Preparation for the tutorial


This workshop will comprise both lectures and hands-on exercises. While you will be able to follow all exercises from the html files, we recommend that you prepare by 1. familiarizing yourself with basic R and Python, 2. installing conda, and 3. going through the following 3 notebooks. If you want to run them in your system please see the labs page for setup instructions.

If you are interested you can go through the additional reading materials.

Programming with R and Python


The course will be taught using both R and Python depending on the tools available. While you will be able to follow all lectures and exercises conceptually, it is helpful if you are familiar with basic usage of both programming languages:

You should also be familiar with basic command line input (mkdir, cd, ls, cp, mv).

Conda Instructions


During this workshop, you will use conda environments to run the exercises.
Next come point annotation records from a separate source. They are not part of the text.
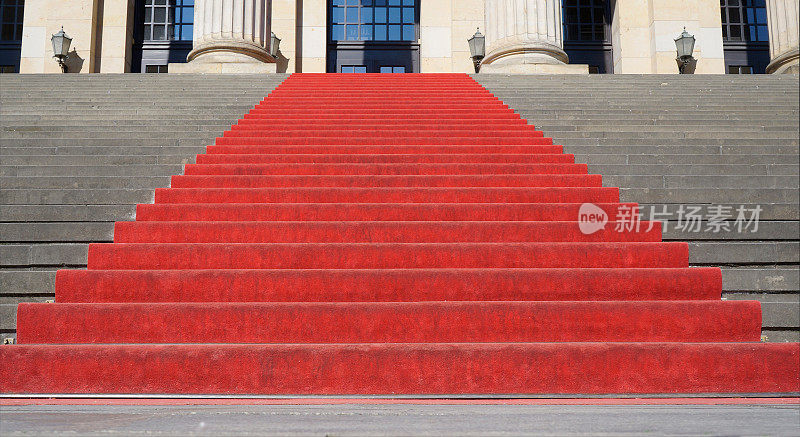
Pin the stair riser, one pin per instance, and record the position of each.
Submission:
(387, 140)
(371, 212)
(387, 195)
(253, 181)
(384, 169)
(419, 160)
(475, 322)
(387, 232)
(417, 285)
(377, 149)
(530, 368)
(385, 256)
This is because conda environments allow all users to have the same computing environment, i.e. package versions. This enforces reproducibility for you to run this material without the need to re-install or change your local versions. See and graphical example below:

Conda environments are a self-contained directory that you can use in order to reproduce all your results.

Briefly, you need to:

1. Install Conda and Mamba
2. Setup conda 3. Install git and clone the repository
4. Create and activate the environment
5. Launch RStudio or Jupyter
6. Deactivate the environment after running your analyses
7. Environment list

You can read more about Conda environments and other important concepts to help you make your research reproducible.


1. Download and install Conda and Mamba

Start by installing Conda. We suggest installing Miniconda3 and NOT Anaconda. After installing Conda.

On Mac OS X

First, make sure you have Xcode and CommandLineTools installed and updated to latest version (in AppStore). If you have not already installed CommadLineTools, go to a terminal window and run:

  xcode-select --install

First download the latest version of Miniconda3 and run it to install.
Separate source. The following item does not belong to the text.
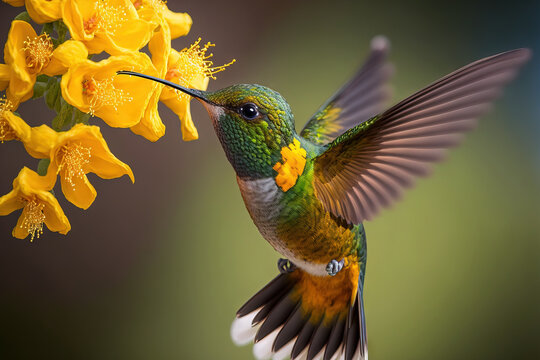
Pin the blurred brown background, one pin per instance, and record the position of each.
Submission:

  curl -o Miniconda3-latest-MacOSX-x86_64.sh https://repo.anaconda.com/miniconda/Miniconda3-latest-MacOSX-x86_64.sh
  sh Miniconda3-latest-MacOSX-x86_64.sh

Follow the instructions on screen, scrolling down, pressing ENTER and replying yes when necessary. Install it in the default directory. Restart your terminal window to apply modifications. After restarting, you can type the command below to install Mamba:

  conda init
  conda install -n base -c conda-forge mamba
On Ubuntu

First download the latest version of Miniconda3 and run it to install.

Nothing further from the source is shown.